On August 3, 2001, some 30 miles north of the last sighting, construction workers digging an access road for a new home in neighboring Burke County found a book bag that belonged to Asha. Inside was a concert T-shirt featuring boy band New Kids On The Block and a children's book, McElligot's Pool, by Dr. Seuss. Neither belonged to Asha, though the book was from the library at Asha's school, Fallston Elementary. Investigators released images of the shirt and book in 2018, hoping to jog the memories of people who may have helpful information.
The 2015 re-investigation also turned up another possible lead: Asha may have been seen getting into a dark green 1970s-model Lincoln Continental Mark IV or Ford Thunderbird with rust around the wheel wells. The FBI publicly announced the potential lead in 2016 and released images of the vehicle models.
"We encourage anybody out there that if they have any information-no matter how small or minor it may seem-it might be extremely crucial to further us getting one step closer to Asha," said FBI Special Agent Michael Gregory, who is leading the case now for the Bureau. "We will continue to pursue all avenues to find out what circumstances led to her disappearance, and we will continue to pursue this case at all costs."
Working with the National Center for Missing & Exploited Children, the FBI has released multiple age-progressed photos of Asha, including a new version this month showing what Asha may look like now as a 29-year-old. The FBI is offering a $25,000 reward on top of $20,000 set aside by the Cleveland County Sheriff's Office and the community. Three years ago, the FBI deployed its Child Abduction Rapid Deployment Team, which spent more than a week on location and generated still more leads and interview prospects.

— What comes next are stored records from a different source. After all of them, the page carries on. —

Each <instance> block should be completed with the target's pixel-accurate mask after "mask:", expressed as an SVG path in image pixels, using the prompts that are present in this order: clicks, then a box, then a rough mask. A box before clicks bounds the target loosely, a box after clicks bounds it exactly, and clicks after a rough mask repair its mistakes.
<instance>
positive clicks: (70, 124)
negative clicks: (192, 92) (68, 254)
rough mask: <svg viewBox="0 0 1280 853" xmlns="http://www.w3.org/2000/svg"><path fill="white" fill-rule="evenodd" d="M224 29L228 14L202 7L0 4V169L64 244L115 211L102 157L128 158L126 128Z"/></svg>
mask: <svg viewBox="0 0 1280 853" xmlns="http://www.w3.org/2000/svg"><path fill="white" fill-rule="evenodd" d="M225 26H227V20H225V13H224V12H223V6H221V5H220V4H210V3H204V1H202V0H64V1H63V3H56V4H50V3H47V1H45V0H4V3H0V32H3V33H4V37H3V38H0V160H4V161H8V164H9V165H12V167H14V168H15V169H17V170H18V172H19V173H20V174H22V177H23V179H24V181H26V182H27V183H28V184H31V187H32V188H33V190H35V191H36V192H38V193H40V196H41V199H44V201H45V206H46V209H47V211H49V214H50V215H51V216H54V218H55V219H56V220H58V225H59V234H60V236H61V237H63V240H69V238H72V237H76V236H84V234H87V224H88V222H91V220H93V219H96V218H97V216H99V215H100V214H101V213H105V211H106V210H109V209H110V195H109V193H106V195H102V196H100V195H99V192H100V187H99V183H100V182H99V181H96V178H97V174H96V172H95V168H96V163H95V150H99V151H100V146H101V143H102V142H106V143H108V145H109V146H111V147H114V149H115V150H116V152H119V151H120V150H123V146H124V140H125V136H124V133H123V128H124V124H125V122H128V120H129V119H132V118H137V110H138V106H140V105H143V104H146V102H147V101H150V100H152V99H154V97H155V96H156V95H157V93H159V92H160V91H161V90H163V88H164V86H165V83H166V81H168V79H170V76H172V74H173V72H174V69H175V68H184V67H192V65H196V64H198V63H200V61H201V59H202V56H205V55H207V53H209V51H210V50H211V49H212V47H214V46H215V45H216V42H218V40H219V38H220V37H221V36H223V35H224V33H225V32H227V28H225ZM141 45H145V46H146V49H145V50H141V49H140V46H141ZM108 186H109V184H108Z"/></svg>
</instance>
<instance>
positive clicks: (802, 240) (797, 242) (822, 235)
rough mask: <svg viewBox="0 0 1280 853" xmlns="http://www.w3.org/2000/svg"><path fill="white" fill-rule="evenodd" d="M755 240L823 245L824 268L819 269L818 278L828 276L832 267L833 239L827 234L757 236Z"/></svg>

"Although Asha left her house 20 years ago, we treat it as if it happened yesterday," said Jeanine Merritt, an FBI intelligence analyst who has worked the case since 2014, bringing reams of 20-year-old paperwork from disparate offices and investigations into a single searchable database. "We're constantly accepting new leads. We're constantly sifting through new data."
There are few clues about why Asha left her house on Valentine's Day, which is also her parents' wedding anniversary. If she was upset about her poor performance at a basketball game the Saturday before her disappearance (she fouled out and her team lost by one point), it seemed to have dissipated by the next morning, when the family went together to church and Sunday school. Still, it was a crushing loss for Asha, her mom said, leading Iquilla, Harold, and investigators to wonder if it may have spurred the competitive, intelligent 9-year-old to hatch some unknown plan.
"Apparently, she packed her bag prior to leaving, but the contents-from what we can tell-looked like something a child would pack rather than her parents preparing her for an overnight stay," Det. Adams said.
For Asha's family, prayers and hope have sustained them for the last 20 years, but they need answers. Iquilla appealed directly to anyone who may have been involved in her daughter's fate to come forward and unburden themselves.
"I wouldn't care what I missed. All I want to do is see her."
- Iquilla Degree, Asha's mother
"That's my prayer every night, that God will get into their heart and let them come forward, because it's got to be a weight on them," she said.
Iquilla was seated beside Harold, clutching a photo album full of pictures of Asha.
"We're hoping and we're praying that she's had a halfway decent life even though we didn't get to raise her," she said. "She was 9 years old, and she'll be 30 this year. So we've missed everything. But I don't care. If she walked in the door right now, I wouldn't care what I missed. All I want to do is see her."